Everybody conceded that Shorty’s shine was the best in town. Shorty had his own concoctions of shoe pastes and potions that he applied with his bare hands. Then came the big brush that just smoothed out the thick paste. Different brushes for different colors, of course. Next came the rag that Shorty popped, emitting a crack like a bull whip before he vigorously stroked the well worn cloth across the toes then the heels of his customers’ shoes. He did this in rhythm with the jazz music constantly playing on his small second-hand radio. The final touch came when Shorty sprayed his secret magical potion of liquid spit on your shoes and finished them off with final swipes of the rag that, naturally, matched the color of your shoes. Your shoes truly glistened when you stepped down from Shorty’s stand.
Shorty always had shoes to shine that customers would drop off at his stand then pick up at the end of the day. I have often wondered how many pairs of shoes the diminutive, energetic man would shine in a day.
One day in spring when I came for my semiweekly shine, I found Shorty talking to an attractive woman a few years younger than me. Shorty introduced me to Lucy, his oldest daughter. He then told me, “Lucy will we graduating from high school at the top of her class the end of this month then she will be going to Xavier University in the fall. Her Maw and I are mighty proud of her and her other five brothers and sisters.”

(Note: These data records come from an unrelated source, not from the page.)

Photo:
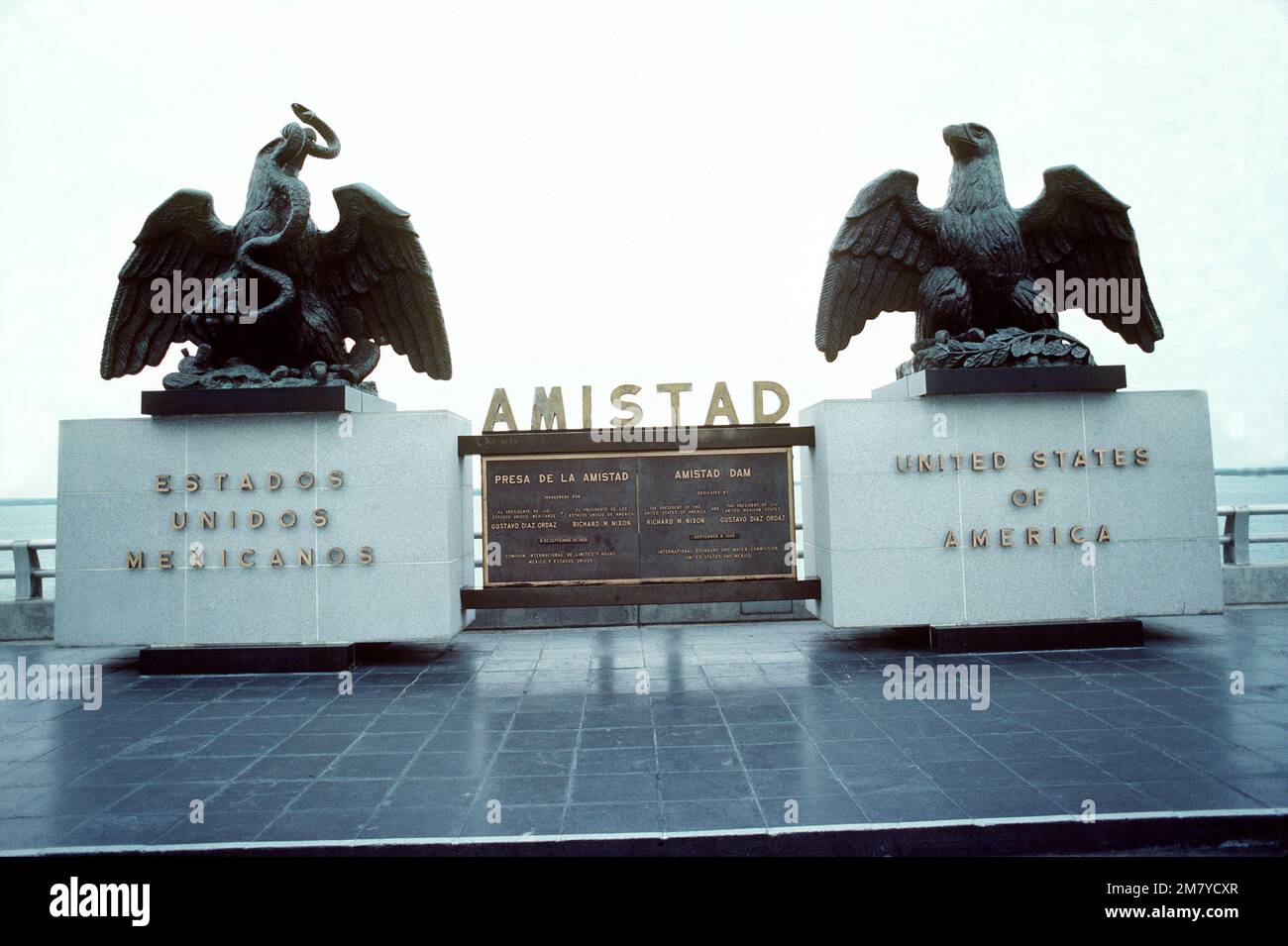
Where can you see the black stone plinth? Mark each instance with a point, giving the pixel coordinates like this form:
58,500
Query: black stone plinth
652,593
235,658
1072,635
1035,379
265,400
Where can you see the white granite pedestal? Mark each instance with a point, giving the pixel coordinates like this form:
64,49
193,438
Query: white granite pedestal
957,510
299,528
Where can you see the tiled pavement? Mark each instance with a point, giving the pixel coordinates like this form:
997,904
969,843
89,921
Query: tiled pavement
738,726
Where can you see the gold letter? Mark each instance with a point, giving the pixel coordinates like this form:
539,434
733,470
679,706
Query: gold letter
498,412
548,409
758,392
675,391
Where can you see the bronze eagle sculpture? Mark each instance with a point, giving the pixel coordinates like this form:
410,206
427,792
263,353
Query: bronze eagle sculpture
987,280
271,300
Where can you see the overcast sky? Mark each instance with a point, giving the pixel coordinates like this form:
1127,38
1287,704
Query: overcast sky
645,192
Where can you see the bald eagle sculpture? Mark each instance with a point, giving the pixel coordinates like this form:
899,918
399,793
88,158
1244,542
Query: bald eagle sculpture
979,270
271,300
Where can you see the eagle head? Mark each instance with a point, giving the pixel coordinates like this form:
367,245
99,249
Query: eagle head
969,141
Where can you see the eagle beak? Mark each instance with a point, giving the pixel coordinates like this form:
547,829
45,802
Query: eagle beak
958,141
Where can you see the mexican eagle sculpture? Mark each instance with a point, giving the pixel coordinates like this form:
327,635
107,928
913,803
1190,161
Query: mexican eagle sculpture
271,300
987,280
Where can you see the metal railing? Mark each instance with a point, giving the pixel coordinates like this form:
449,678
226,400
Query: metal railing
1235,538
1235,543
26,573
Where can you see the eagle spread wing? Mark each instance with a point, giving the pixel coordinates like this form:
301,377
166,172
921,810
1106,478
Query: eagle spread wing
373,262
1081,229
884,248
181,235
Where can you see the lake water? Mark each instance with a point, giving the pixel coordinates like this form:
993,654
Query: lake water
37,521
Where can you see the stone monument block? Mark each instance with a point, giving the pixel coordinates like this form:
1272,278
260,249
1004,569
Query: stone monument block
997,508
288,528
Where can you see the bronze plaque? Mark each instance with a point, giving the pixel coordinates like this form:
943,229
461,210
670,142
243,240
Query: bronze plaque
559,519
716,515
630,517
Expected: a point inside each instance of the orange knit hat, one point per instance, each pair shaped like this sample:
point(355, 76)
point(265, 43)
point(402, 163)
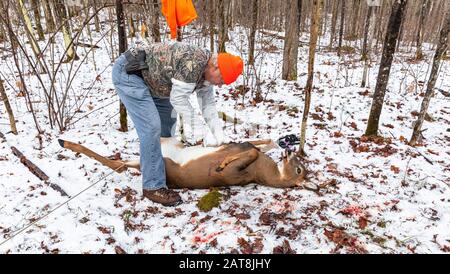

After leaving my job at Phelps, Dunbar to fulfill my obligations on active duty to Uncle Sam, then to work off my law school debt in the oil patch of Eastern Venezuela, I returned to New Orleans to start my own law practice.
One day when I had to make an appearance in Civil District Court in New Orleans, I decided to treat myself to a shine at Shorty’s. By now I had not seen Shorty in almost ten years, but I thought he must surely be a permanent fixture at his St. Charles Avenue stand. I arrived at Shorty’s location only to find no Shorty and no stand. Only vacant space where the stand had once stood. Seeing that the parking lot was still in business I asked Jake, the lot manager about Shorty. This friendly man told me, “Oh, Shorty gave up the business about a year ago. Said he was getting too old for the shine business.”
I asked, ”What is he doing for a living now?”
Jake just just chuckled and replied, “Shorty don’t need to do nothing. You know he be a rich man. Over the years he made some good investments that paid off well.”